Phenotypic characteristics of exacerbations in severe asthmatics receiving biological agent treatment
Main Article Content
Keywords
Asthma, Disease exacerbation, Mepolizumab, Omalizumab, Phenotype
Abstract
Introduction: Identifying the eosinophilic, neutrophilic, or infectious phenotypes of exacerbations, particularly those occurring during biologic agent therapy, may provide valuable guidance for determining maintenance therapy for patients and preventing recurrent exacerbations. Our study primarily aimed to evaluate the clinical phenotypic features of exacerbations in patients with severe asthma receiving biologic agent therapy.

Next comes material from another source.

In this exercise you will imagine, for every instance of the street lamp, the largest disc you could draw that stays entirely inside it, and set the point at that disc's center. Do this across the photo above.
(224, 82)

Methods: The first asthma exacerbation experienced by the patients after the 16th week of biological agent treatment was evaluated in terms of inflammatory phenotype and clinical features. White blood cell counts and C-reactive protein levels, related season, antibiotic use, and hospitalization during the exacerbation were recorded from patients’ medical file records.
Results: Data of 75 patients with severe asthma receiving biological treatment were analyzed. Subjects were aged 48.0 (mean) ± 11.0 (standard deviation), and 52 (69.3%) of them were female. Biological agent used in treatment was omalizumab in 53 (70.7%) subjects and mepolizumab in 22 (29.3%) subjects. The majority of exacerbations in asthmatics treated with either biologic agent were eosinophilic. In patients using omalizumab, the median eosinophil count was significantly higher compared to those using mepolizumab (p=0.032).
Conclusion: Phenotyping of asthma exacerbations that persist in spite of biologic therapy will guide treatment adjustments and decisions to switch biologic agents to improve outcomes.